Midday market steadies as tech outperforms; oil climbs, long bonds lag

SPY and QQQ edge higher while the Dow slips; oil extends gains on geopolitical risks and supply headlines. Higher long-end yields pressure duration and precious metals; crypto remains bifurcated with Bitcoin weak and Ether firmer.

TendieTensor.com State of Market Midday

U.S. stocks are stabilizing into the early afternoon after Thursday’s broad selloff, with leadership tilting back toward large-cap technology. At 1:30 p.m. ET, SPY prints 673.00 versus a 672.04 prior close (about +0.14%), and QQQ trades 610.05 versus 608.40 (+0.27%). The Dow proxy DIA lags at 472.66 versus 474.74 (−0.44%), while small caps via IWM improve to 237.85 from 236.79 (+0.45%). The pattern suggests a modest risk-on skew centered in tech and select cyclicals, offset by softness in some blue chips and interest-rate sensitives.

Macro backdrop: yields, inflation, and expectations
Treasury yields remain elevated at the long end. The most recent curve snapshot shows the 10-year at 4.08% and the 30-year at 4.67%, versus 3.56% on the 2-year and 3.68% on the 5-year. That re-steepened profile aligns with reports that yields rose as investors cheered the end of the government shutdown, a dynamic noted in CNBC coverage. Against that setup, long-duration bonds are under pressure midday (see TLT below), consistent with the higher long-end yield levels.

On inflation, the latest CPI index level sits at 324.368, with core at 330.542 (September readings). While those are levels rather than change rates, market-based inflation expectations remain relatively anchored: 5-year at about 2.36%, 10-year around 2.31%, and the 5y5y forward at 2.25%. A 1-year model estimate near 2.74% reflects lingering near-term price stickiness. The combination—moderate long-run expectations with a firmer 1-year outlook—maps to a “higher for longer at the long end” narrative even if the policy path is data dependent. Uncertainty is heightened by the shutdown’s data fallout; the White House has warned October jobs and inflation reports may never be released, leaving a temporary information gap that can amplify volatility around incoming private and market-based indicators.

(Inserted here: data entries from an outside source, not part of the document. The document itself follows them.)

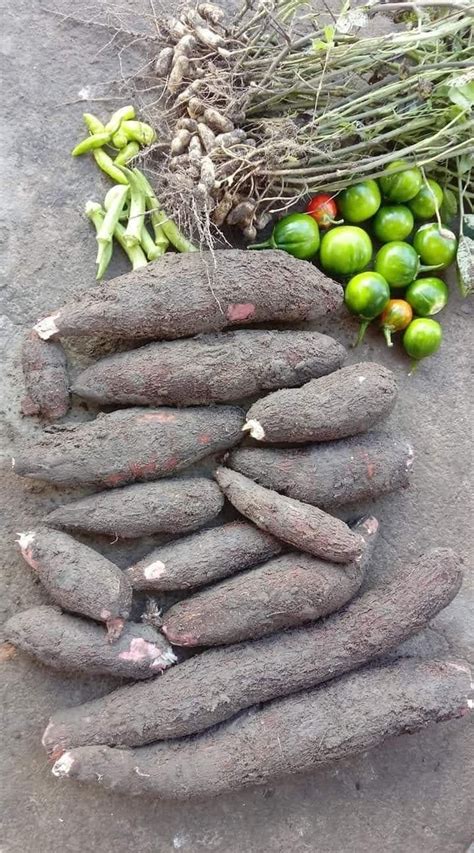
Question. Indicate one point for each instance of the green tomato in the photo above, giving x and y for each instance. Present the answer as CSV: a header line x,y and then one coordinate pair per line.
x,y
398,263
394,222
427,296
345,250
360,201
366,295
427,201
422,338
403,185
435,247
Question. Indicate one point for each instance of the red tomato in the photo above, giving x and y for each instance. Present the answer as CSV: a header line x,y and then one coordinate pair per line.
x,y
323,209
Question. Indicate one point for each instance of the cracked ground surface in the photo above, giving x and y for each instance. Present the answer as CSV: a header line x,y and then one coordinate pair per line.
x,y
411,795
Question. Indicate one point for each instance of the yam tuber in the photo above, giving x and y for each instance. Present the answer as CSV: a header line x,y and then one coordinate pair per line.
x,y
217,684
78,578
46,379
203,557
302,732
333,474
66,642
211,368
283,593
304,526
189,293
130,445
170,506
347,402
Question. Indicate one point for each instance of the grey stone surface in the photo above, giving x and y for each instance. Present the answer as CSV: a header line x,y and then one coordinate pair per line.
x,y
412,795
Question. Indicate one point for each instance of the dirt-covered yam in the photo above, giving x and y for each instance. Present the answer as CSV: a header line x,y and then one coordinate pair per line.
x,y
285,592
217,684
211,368
203,557
347,402
78,578
130,445
332,474
72,644
304,526
168,506
185,294
46,378
348,716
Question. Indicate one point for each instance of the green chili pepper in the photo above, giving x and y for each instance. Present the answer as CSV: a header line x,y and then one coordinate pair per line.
x,y
108,166
126,154
297,234
160,222
118,117
97,140
96,214
138,131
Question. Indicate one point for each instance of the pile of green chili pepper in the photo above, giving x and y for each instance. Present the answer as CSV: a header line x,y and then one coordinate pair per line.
x,y
381,213
130,205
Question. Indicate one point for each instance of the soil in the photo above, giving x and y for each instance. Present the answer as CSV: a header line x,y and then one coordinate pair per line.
x,y
410,795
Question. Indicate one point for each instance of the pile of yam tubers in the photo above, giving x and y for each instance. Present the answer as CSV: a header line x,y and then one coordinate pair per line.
x,y
289,669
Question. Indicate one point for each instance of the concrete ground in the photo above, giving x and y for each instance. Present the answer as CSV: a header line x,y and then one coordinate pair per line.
x,y
411,795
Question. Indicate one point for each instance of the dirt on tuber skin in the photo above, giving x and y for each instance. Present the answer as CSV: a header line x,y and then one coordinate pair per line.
x,y
203,557
330,475
130,445
217,684
345,403
168,506
212,368
283,593
305,527
183,295
78,578
351,715
46,379
71,644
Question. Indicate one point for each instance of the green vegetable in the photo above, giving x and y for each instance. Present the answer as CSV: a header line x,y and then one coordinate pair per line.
x,y
108,166
422,338
96,214
402,185
127,153
396,316
97,140
366,295
164,228
427,296
435,246
345,250
394,222
297,234
138,131
118,117
428,201
360,201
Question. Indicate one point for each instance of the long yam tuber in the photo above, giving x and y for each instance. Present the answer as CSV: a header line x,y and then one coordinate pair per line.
x,y
186,294
283,593
302,732
347,402
304,526
46,379
218,683
169,506
130,445
212,368
203,557
78,578
66,642
330,475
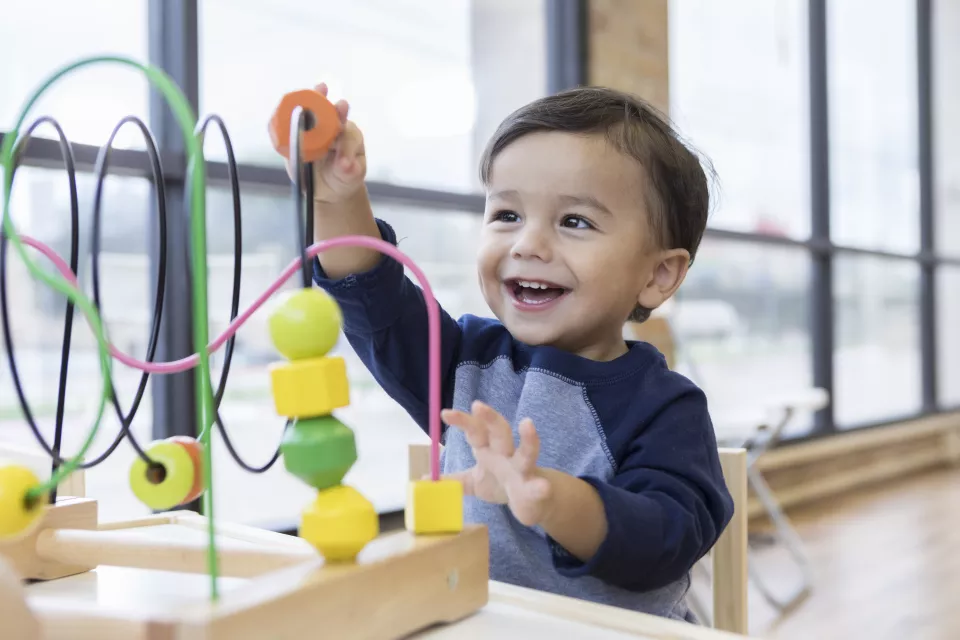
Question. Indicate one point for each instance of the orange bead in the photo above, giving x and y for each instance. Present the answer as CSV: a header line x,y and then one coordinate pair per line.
x,y
316,141
195,448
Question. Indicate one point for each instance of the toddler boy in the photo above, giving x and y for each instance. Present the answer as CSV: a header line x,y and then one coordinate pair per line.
x,y
593,465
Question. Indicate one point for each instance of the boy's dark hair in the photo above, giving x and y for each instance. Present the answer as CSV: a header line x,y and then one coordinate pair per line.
x,y
679,199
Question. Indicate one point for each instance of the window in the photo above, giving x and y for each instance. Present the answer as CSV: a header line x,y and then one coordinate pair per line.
x,y
425,80
946,123
877,344
738,92
442,243
874,180
742,327
948,319
35,41
41,209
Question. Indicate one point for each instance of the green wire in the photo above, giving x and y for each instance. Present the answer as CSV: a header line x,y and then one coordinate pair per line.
x,y
196,169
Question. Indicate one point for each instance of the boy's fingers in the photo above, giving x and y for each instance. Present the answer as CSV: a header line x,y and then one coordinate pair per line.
x,y
343,108
349,146
501,435
529,449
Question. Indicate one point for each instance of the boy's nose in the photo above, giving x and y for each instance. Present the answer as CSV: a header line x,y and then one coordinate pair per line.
x,y
532,243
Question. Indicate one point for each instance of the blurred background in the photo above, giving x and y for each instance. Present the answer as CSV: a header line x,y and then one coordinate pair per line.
x,y
831,265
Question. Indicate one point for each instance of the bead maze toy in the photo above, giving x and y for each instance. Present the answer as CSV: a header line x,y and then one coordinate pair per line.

Equities: stabilization led by tech; Dow lags
Broad indices are mixed to modestly higher by midday. SPY’s +0.14% and QQQ’s +0.27% gains indicate some appetite to reengage with growth after yesterday’s weakness. The DIA’s −0.44% shows some drag among select blue chips, while IWM’s +0.45% stands out as constructive for breadth at the margin.

Sectors are uneven. The technology sector entry (XLK) is firm at 288.98 versus 286.59 (+0.83%), outpacing the market and echoing a run of AI- and semiconductor-adjacent headlines. Cisco’s upbeat print and guidance tied to AI networking, highlighted by MarketWatch, reinforces the notion that infrastructure spending tied to AI remains resilient. At the same time, the semiconductor capital equipment outlook is nuanced. Applied Materials’ guidance didn’t impress some observers, with commentary pointing to a relatively flat first half next year before a potential AI- and memory-driven acceleration later in the year. Compounding the split sentiment, Nvidia remains in focus ahead of next week’s earnings, with at least one sell-rating analyst maintaining caution; elsewhere, other analysis argues the setup is constructive. The net effect is supportive for XLK today, but investors are discriminating within the AI complex.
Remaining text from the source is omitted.